3.If you are sending poems for a specific issue of the magazine, mention that too.

Your Poems:
You should submit about 5 poems or pages, held together with a paper clip. Do not staple your pages

An SASE (self-addressed stamped envelope): If you want them returned, make sure that you include enough postage for the return of your poems. But always keep a copy of the work you’ve submitted. You’re generally better off to send a business sized envelope and enough postage just for their response. If this is what you choose to do, make sure to let them know that the manuscript in a disposable copy, A SASE makes it more likely that you'll get some kind of response, even if it's a rejection.

Your exterior envelope:
Address your package to the poetry editor by name. Send the package flat in a 9 x 12 inch manila envelope. Don't use a standard business envelope with your poems folded into thirds, it'll make your newbie status all too obvious, and you’ll be taken less seriously. Remember to put enough postage on the exterior of your envelope and make sure that everything looks professional. Use plain labels for the return address, and use boring stamps.

Submitting to more than one market
*Never submit a poem that has already been published in any form. This rule even applies if you put the poem on your own homepage -- technically that is also a form of publication, and you don't want to jeopardize your chances.
*Technically, you're not allowed to submit the same poems to more than one publication simultaneously. Most first-timers submit to many publications, wait for the first acceptance, and then tell the other publications that he/she would like to withdraw his/her poems from consideration. It's technically wrong, but sometimes you have to get cutthroat.

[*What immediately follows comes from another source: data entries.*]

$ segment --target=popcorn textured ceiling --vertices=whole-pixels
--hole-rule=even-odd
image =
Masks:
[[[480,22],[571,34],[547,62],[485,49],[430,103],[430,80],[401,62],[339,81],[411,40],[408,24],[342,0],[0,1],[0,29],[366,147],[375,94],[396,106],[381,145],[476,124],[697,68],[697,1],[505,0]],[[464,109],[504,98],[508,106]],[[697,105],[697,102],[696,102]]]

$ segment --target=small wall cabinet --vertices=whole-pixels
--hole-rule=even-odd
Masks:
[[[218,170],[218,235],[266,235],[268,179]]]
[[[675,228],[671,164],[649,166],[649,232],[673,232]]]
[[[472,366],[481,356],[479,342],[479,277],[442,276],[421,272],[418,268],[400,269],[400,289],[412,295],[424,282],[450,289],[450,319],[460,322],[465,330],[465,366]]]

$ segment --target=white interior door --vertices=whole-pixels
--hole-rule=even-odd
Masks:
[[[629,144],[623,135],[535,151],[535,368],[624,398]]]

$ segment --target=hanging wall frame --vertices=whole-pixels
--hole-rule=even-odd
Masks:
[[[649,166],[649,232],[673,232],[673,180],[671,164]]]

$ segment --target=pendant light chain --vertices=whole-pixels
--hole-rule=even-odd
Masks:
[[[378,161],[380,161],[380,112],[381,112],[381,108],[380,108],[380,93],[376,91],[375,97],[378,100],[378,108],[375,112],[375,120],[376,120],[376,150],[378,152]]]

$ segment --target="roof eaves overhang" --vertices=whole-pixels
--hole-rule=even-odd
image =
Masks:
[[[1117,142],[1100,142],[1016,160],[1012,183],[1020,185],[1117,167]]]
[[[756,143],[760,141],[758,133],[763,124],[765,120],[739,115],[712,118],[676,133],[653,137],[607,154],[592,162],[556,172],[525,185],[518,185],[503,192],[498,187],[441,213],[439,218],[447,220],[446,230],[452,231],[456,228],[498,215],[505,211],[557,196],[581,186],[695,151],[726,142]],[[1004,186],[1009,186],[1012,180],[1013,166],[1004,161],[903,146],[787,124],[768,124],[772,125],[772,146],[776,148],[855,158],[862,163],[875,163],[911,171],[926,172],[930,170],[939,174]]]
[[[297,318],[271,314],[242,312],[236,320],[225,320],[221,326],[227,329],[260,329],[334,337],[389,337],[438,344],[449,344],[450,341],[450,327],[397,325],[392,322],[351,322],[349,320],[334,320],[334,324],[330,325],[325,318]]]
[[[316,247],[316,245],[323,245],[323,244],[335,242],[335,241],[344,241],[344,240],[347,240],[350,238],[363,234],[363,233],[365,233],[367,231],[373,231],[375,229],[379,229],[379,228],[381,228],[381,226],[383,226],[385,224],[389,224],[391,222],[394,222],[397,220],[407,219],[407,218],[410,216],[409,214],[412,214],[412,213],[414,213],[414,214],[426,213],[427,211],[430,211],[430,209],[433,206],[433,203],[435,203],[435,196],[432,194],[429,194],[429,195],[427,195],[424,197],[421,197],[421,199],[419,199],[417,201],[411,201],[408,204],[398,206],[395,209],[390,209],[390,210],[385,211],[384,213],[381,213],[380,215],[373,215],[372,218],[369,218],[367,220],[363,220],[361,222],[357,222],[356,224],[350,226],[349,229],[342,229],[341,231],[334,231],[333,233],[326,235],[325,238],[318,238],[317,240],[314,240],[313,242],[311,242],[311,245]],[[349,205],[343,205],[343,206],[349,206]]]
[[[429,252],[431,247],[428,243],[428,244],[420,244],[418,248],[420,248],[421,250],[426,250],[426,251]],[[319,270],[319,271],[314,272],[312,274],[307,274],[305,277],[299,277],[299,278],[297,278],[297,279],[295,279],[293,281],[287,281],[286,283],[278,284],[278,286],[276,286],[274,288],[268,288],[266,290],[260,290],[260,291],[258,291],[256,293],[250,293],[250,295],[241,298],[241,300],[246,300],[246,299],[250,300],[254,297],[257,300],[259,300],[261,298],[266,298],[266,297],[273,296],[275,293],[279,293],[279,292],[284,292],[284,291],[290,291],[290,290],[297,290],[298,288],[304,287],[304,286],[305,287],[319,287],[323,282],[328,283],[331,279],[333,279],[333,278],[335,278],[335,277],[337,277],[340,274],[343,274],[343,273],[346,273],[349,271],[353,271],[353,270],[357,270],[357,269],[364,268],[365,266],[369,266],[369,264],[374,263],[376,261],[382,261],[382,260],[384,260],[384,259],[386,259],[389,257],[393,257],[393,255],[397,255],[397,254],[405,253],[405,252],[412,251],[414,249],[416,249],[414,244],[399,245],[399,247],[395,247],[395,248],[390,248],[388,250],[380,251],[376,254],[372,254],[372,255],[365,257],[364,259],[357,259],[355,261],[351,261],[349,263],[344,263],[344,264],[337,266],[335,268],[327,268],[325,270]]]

Keep track of your submissions!
In order to avoid confusion and the perils of forgetfulness, you should keep a record of what poems you have submitted to which publications. Note also the date they were submitted, whether or not you’ve received a response, and what that response was. Once a poem has been rejected by one publication, you are free to resubmit it to another. This also serves as a list of publication credits for quick reference.

Now that we’ve covered all of that, submit, but don’t quit your day job.